According to the court, Congress possesses, not only the powers that are expressly granted to them by the Constitution, but "auxiliary powers" that are necessary and appropriate to make the express powers effective. In the opinion, they limited the scope of those powers indicating that Congress doesn't have "general" power to inquire into private affairs and compel disclosures, but only with "such limited power of inquiry as is shown to exist when the rule of constitutional interpretation just stated is rightly applied."

Applying that interpretation of the law to this specific case, the court found that the testimony and other evidence compelled by Congress was in aid of the legislative function and therefore a valid exercise of congressional power. This specific finding overturned the finding of the lower court which had determined that compelling such evidence was not in furtherance of Congress' legislative powers. The lower court had contended that Congress was exercising a judicial function by compelling the evidence, which that lower court said was outside of Congress' purview. The Supreme Court disagreed with the lower court.

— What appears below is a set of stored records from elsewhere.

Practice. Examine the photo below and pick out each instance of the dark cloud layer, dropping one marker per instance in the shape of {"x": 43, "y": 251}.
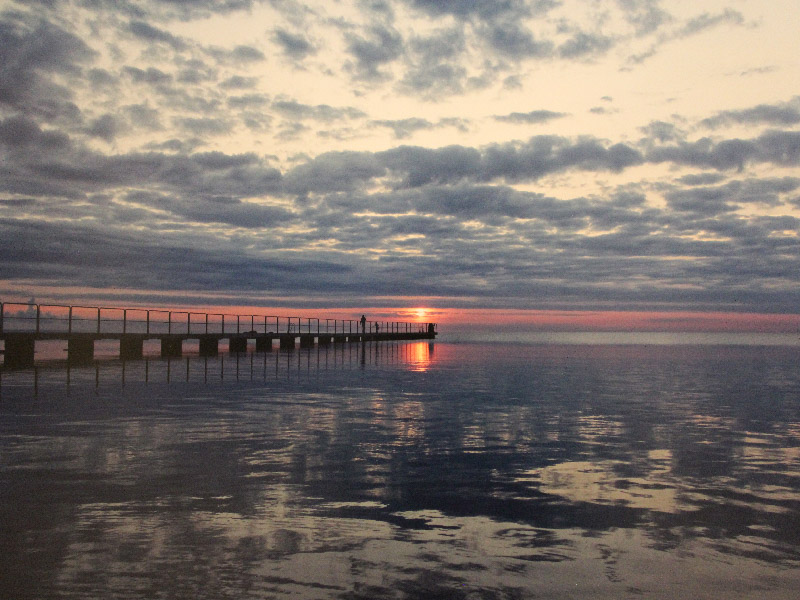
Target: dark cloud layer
{"x": 110, "y": 176}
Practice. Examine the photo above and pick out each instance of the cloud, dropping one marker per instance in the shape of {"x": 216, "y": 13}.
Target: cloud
{"x": 786, "y": 114}
{"x": 295, "y": 46}
{"x": 321, "y": 112}
{"x": 149, "y": 33}
{"x": 372, "y": 53}
{"x": 404, "y": 128}
{"x": 585, "y": 44}
{"x": 150, "y": 76}
{"x": 534, "y": 116}
{"x": 30, "y": 51}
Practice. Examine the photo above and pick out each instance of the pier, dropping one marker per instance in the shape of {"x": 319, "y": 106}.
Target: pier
{"x": 23, "y": 324}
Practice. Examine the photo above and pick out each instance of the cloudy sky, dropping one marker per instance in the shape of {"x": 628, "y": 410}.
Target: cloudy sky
{"x": 491, "y": 156}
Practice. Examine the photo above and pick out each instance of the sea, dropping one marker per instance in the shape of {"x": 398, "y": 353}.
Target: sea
{"x": 547, "y": 466}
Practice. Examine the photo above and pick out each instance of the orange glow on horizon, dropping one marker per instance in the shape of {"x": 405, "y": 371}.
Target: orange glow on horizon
{"x": 452, "y": 320}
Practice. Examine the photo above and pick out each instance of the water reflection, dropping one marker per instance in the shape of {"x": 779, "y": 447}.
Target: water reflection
{"x": 491, "y": 472}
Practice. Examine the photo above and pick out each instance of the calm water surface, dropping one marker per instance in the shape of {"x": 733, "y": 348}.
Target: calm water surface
{"x": 408, "y": 470}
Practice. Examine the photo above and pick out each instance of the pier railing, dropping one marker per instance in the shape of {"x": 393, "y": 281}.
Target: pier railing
{"x": 16, "y": 317}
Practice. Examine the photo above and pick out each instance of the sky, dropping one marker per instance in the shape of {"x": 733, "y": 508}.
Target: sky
{"x": 560, "y": 163}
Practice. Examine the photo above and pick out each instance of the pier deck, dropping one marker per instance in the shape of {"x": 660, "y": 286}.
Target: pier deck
{"x": 22, "y": 325}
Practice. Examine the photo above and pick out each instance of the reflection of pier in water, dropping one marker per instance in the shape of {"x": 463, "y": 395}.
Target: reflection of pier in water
{"x": 249, "y": 366}
{"x": 22, "y": 326}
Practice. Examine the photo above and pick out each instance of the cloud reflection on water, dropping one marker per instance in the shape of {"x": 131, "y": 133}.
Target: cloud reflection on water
{"x": 497, "y": 471}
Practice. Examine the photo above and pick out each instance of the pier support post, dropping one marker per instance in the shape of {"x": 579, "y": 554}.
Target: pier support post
{"x": 238, "y": 344}
{"x": 171, "y": 347}
{"x": 209, "y": 346}
{"x": 19, "y": 352}
{"x": 131, "y": 348}
{"x": 80, "y": 350}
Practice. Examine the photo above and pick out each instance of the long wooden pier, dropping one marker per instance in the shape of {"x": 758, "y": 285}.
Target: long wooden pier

Another issue before the court was whether the question was moot because the session of Congress had expired. According to Professor Joshua Kastenberg at the University of New Mexico School of Law, Justice Brandeis had initially wanted to dispose of the appeal on the basis of mootness but after hearing out the other justices, he determined this doctrine did not apply and the court ruled that the case was not moot. On the other hand, Chief Justice William Howard Taft likely should not have sat on the case at all. Harry Daugherty had been his campaign manager in Ohio in 1908 and the two corresponded regularly. Additionally, in an act of unprecedented judicial involvement, Taft earlier advised President Calvin Coolidge on the appointment of presidential investigators, Owen Roberts and Atlee Pomerene into the oil leasing aspects of the scandal. And finally, during the lengthy time from the issuance of the Senate subpoena, through the district court's denial of Senate authority, and to the court, Taft corresponded with his sons and leading Republicans on how to mitigate any fallout in the 1924 and 1926 elections.

== Lawyers ==
The lawyers in McGrain v. Daugherty were:
- For McGrain (the petitioner): George T. Washington, the Solicitor of the Department of State, and Charles B. Rugg, the Assistant Attorney General.
- For Daugherty (the respondent): John W. Davis, a former Solicitor General and Democratic presidential nominee, and James M. Beck, a former Solicitor General and Republican congressman.